参拝客の視線の先を見ると、なんとまあ本当に線路が敷いてあるではありませんか。 階段を降りて見に行ってみることにした。 (きっと紫のきまぐれに違いないわ…)


階段を降りて駅に行ってみると、そこにはやはりというべきか紫が待っていた。

「おはよう、霊夢。ずいぶん遅かったわね。」

「遅かったわね、じゃないわよ!これは一体どういうことなの?紫!」

「これ?河童にいじってもらって幻想郷をグルッと回れる路線を作ってみたの。   今日がその開通式で、博麗神社が始発駅なのよ。」

とあっけらかんと答える紫に呆れながらも、霊夢は続ける。

「始発駅って…、私はそんなこと許可した覚えはないわよ?」

「電車ができて行き来がしやすくなったら、神社の参拝客も増えるんじゃない?」

「わかったわよ!私が許可しなくても話は進むんだろうし、今更反対もしないわよ。」

「さすが霊夢♪話が早いわね。それにたまにはゆっくり幻想郷を旅するのも悪くないでしょう?」

「まあ、悪くはないんじゃない?行ってらっしゃ…」

「そういうことで、今から出発するわよ!」

「え?今から?」

電車の車内を見ると、紫の式神である八雲藍や、藍の式神橙だけでなく、見知った顔の妖怪や先ほど話した参拝客などたくさんの人が乗って、霊夢と紫が来るのを待ちわびて見ていた。
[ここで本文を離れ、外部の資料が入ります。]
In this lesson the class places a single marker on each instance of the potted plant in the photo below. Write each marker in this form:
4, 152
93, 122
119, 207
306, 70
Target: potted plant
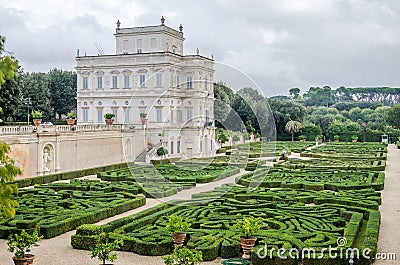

「あーもう!わかったわよ!行けばいいんでしょ、行けば!」

「これ駅メロってやつ?こんなものまで用意したの?なかなかいいものね。」

「ええせっかくだもの。旅の始まりにはこういうのもが付きものじゃない。」

音楽が鳴り終わると紫はどこからか取り出した駅員帽をかぶって、発車の合図をした。

「本日は幻想郷ラインにお乗りくださいまして、ありがとうございます。 みなさま、ごゆっくりと電車の旅をお楽しみくださいませ。それでは、幻想郷ライン発車!」

「紫…それがやりたかっただけじゃないの…?」

呆れながら言う霊夢に、紫は無邪気な笑顔で返したところで電車が走り出した。